Depois de Matadouro cinco, chega-nos Pequeno-almoço de campeões, de Kurt Vonnegut, com selo da Alfaguara e tradução de Miguel Cardoso.
Depois de uma sátira particularmente incisiva sobre a guerra, este é mais um livro desconcertante e irreverente do autor norte-americano, cuja imaginação corre aqui livremente, sem limites de criação. No entanto, o fantasma e o trauma da guerra continuam presentes, sempre mencionados de forma derrisória pelo narrador:
“O Vietname era um país onde a América estava a tentar fazer com que as pessoas deixassem de ser comunistas atirando coisas para cima delas de aviões.” (p. 108)
(Não deixa aliás de ser curioso como involuntariamente se têm multiplicado os romances que tenho lido sobre o Vietname ou sobre a guerra no Vietname.)
O protagonista deste romance – se é que se lhe pode chamar assim, uma vez que por vezes nem se compreende se de facto a prosa compõe uma narrativa – é o escritor de ficção científica Kilgore Trout, uma das mais conhecidas personagens de Kurt Vonnegut. Em paralelo, encontra-se a personagem de Wayne Hoover, um bem-sucedido vendedor de carros – e sócio de inúmeros outros negócios. Entretanto temos ainda uma voz que nos narra na primeira pessoa, assumindo-se plenamente como o criador das outras personagens, e que elucida o leitor que estas só fazem aquilo que ele pretende que façam.
“Ali mesmo no bar, a espreitar através dos meus vazios para um mundo que eu próprio tinha criado, dei por mim a dizer a seguinte palavra, em surdina: esquizofrenia.” (p. 221)
E é esse o sentimento que perpassa ao longo desta narrativa – o de uma escrita esquizofrénica e desconcertante.

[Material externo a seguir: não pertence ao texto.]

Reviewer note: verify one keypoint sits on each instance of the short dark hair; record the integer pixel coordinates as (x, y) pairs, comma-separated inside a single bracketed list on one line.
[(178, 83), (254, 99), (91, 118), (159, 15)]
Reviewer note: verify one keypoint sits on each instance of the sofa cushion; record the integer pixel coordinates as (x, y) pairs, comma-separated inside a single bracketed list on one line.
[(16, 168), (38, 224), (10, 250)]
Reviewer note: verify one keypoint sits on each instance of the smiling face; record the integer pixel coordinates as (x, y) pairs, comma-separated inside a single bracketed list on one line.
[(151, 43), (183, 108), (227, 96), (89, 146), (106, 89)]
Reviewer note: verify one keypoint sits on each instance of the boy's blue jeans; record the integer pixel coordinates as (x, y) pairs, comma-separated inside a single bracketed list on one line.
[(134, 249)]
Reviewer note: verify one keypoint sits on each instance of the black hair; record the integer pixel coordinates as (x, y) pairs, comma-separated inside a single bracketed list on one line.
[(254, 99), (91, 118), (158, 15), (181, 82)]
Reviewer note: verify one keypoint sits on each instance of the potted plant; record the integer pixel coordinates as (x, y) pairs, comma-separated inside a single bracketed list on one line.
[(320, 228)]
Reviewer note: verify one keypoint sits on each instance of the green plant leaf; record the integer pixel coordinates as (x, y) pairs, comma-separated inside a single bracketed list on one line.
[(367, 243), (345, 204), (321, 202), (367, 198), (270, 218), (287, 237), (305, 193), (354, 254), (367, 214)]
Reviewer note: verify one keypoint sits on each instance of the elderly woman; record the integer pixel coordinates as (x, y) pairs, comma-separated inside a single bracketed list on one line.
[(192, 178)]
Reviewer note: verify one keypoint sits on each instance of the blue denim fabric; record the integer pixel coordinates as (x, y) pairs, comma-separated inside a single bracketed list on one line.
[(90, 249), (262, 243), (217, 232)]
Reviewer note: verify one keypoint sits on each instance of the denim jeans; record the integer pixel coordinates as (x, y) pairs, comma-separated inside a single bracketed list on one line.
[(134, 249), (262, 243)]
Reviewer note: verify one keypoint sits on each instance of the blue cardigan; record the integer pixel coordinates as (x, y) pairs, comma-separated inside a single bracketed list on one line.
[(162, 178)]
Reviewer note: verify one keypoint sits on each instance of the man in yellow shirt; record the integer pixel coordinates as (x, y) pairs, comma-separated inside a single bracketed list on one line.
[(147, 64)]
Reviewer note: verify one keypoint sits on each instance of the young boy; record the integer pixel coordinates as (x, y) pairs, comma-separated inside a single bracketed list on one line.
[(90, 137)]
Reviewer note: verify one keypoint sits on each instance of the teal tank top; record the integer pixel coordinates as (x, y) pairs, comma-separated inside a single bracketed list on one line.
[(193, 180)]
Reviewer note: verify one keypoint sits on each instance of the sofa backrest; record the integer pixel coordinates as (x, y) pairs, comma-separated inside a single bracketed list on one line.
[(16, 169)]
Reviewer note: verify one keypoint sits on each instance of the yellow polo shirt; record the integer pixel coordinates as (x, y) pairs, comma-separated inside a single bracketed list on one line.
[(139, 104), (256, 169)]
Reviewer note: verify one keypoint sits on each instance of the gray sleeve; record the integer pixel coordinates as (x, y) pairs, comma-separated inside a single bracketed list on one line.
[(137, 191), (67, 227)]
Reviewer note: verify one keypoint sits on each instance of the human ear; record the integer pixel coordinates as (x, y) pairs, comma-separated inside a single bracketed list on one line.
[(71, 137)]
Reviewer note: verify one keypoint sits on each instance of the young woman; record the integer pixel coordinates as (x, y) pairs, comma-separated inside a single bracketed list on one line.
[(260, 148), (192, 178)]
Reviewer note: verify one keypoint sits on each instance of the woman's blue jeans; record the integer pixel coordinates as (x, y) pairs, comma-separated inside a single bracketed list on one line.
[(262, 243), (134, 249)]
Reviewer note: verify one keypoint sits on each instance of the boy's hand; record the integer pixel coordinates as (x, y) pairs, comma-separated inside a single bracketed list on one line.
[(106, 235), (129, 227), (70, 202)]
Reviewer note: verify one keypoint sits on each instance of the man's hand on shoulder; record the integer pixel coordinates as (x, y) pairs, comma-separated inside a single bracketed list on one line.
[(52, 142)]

Uma narrativa frenética, de prosa torrentosa, muitas vezes desviando-se do seu curso, onde chegam a surgir pequenos desenhos quase como rabiscos que pretendem ilustrar algumas das referências feitas. Dessa forma, o autor compõe a paisagem humana de uma certa América, de forma irónica, risível até. Um autor-narrador que se equipara mesmo a Deus: “Ali, na penumbra do bar, eu estava em pé de igualdade com o Criador do Universo.” (p. 229)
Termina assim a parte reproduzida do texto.